In diesem Sinne darf ich mich ganz herzlich für die Änderungsvorschläge bedanken, die aus der Koalition gekommen sind. Ich hoffe, dass dieses Gesetz in Brandenburg die erhoffte Wirkung zeitigen wird. - Vielen herzlichen Dank.

(Vereinzelt Beifall bei der CDU)

Herzlichen Dank, Herr Minister. - Die Aussprache ist damit beendet, und wir kommen zur Abstimmung. Es liegt Ihnen von der Fraktion DIE LINKE der Änderungsantrag in der Drucksache 4/6829 vor. Wer diesem Änderungsantrag seine Zustimmung geben möchte, den bitte ich um sein Handzeichen. - Wer stimmt gegen diesen Änderungsantrag? - Wer enthält sich? - Es ist mehrheitlich gegen diesen Änderungsantrag gestimmt worden. Damit ist er abgelehnt.

Wir kommen zur Abstimmung über die Beschlussempfehlung in der Drucksache 4/6703. Wer dieser Beschlussempfehlung zustimmt, den bitte ich jetzt um sein Handzeichen. - Wer stimmt gegen diese Beschlussempfehlung? - Wer enthält sich bei dieser Beschlussempfehlung? - Es gibt Ablehnungen und Enthaltungen, aber die Mehrheit ist für diese Beschlussempfehlung; sie ist damit verabschiedet.

Ich schließe Tagesordnungspunkt 3 und rufe Tagesordnungspunkt 4 auf:

Drittes Gesetz zur Änderung des Landesaufnahmegesetzes

Gesetzentwurf der Landesregierung

Drucksache 4/6678

2. Lesung

Beschlussempfehlung und Bericht des Ausschusses für Arbeit, Soziales, Gesundheit und Familie

Drucksache 4/6730

Ich eröffne die Aussprache. Frau Abgeordnete Weber, Sie haben das Wort.

Frau Präsidentin! Sehr geehrte Damen und Herren! Kolleginnen und Kollegen! Uns liegt das Dritte Gesetz zur Änderung des Landesaufnahmegesetzes vor. In § 2 wird der Personenkreis beschrieben. Es soll durch eine Erweiterung der Regelung in Satz 2 um die Worte „Aufenthaltserlaubnis oder“ - die Erweiterung ist also ganz gering - den betroffenen Personen scheinbar ein teilweise günstigerer Aufenthaltsstatus gewährt werden.

Er beinhaltet - so die Begründung - die Erlaubnis zur Erwerbstätigkeit und den Anspruch auf den Integrationskurs.

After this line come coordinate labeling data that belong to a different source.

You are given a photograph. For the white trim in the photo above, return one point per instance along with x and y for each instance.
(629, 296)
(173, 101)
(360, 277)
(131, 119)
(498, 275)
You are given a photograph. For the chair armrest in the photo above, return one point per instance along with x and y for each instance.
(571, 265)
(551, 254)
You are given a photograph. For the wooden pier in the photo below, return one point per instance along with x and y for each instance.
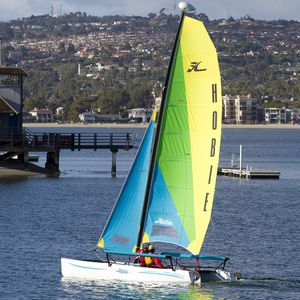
(20, 145)
(248, 174)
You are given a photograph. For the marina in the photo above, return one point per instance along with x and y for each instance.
(261, 217)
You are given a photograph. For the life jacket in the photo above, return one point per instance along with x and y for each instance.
(149, 261)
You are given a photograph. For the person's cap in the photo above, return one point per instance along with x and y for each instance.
(150, 247)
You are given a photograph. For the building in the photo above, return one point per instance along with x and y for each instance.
(87, 117)
(42, 115)
(240, 109)
(139, 115)
(11, 101)
(282, 115)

Um es vorwegzunehmen: Dem Gesetzentwurf zur Änderung des Landesaufnahmegesetzes wird die Fraktion DIE LINKE zustimmen, weil das Landesgesetz dem Bundesgesetz angepasst werden muss. Kein Flüchtling, der nur über eine Aufenthaltserlaubnis verfügt, soll von Landesleistungen ausgegrenzt sein.

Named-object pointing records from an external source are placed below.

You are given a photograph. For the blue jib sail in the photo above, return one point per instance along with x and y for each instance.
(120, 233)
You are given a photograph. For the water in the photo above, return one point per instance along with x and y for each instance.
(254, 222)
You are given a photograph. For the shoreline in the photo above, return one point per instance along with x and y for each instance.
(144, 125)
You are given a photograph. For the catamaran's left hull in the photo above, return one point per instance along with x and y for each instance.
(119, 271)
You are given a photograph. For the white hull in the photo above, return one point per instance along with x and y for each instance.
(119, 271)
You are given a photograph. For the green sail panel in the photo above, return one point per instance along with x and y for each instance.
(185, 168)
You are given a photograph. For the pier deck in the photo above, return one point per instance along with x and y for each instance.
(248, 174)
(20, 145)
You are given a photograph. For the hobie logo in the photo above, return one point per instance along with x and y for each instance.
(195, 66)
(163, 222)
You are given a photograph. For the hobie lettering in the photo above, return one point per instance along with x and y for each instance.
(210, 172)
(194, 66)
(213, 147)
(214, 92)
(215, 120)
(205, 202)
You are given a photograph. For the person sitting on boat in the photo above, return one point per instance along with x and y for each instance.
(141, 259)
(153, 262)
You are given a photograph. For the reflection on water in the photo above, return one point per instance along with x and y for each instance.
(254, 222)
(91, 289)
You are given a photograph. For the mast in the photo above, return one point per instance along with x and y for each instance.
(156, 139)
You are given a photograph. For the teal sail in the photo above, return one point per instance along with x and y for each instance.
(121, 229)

Gestatten Sie mir bitte aber noch einen Blick auf das dieser Änderung zugrunde liegende geänderte Aufenthaltsgesetz des Bundes. Hier wird deutlich, dass es sich eigentlich nicht um eine Erweiterung der Rechte von Flüchtlingen, sondern um Einschränkungen handelt. In § 23 Abs. 2 hieß es dort ursprünglich:

„Bei besonders gelagerten politischen Interessen der Bundesrepublik Deutschland kann die Anordnung vorsehen, dass den betroffenen Personen eine Niederlassungserlaubnis erteilt wird.“

Diese Regelung wurde nun um den Aufenthaltstitel „Aufenthaltserlaubnis“ ergänzt.

Was aber unterscheidet eigentlich Aufenthaltserlaubnis und Niederlassungserlaubnis? - Die Aufenthaltserlaubnis ist immer zeitlich befristet, kann mit Auflagen versehen werden. Diese Praxis, Aufenthaltserlaubnisse immer nur kurzzeitig zu verlängern, führt zu den in diesem Hause schon oft kritisierten Dauerduldungen, die es Ausländern nicht ermöglichen, wirkliche Lebensperspektiven zu entwickeln und sich nachhaltig in das gesellschaftliche Leben zu integrieren.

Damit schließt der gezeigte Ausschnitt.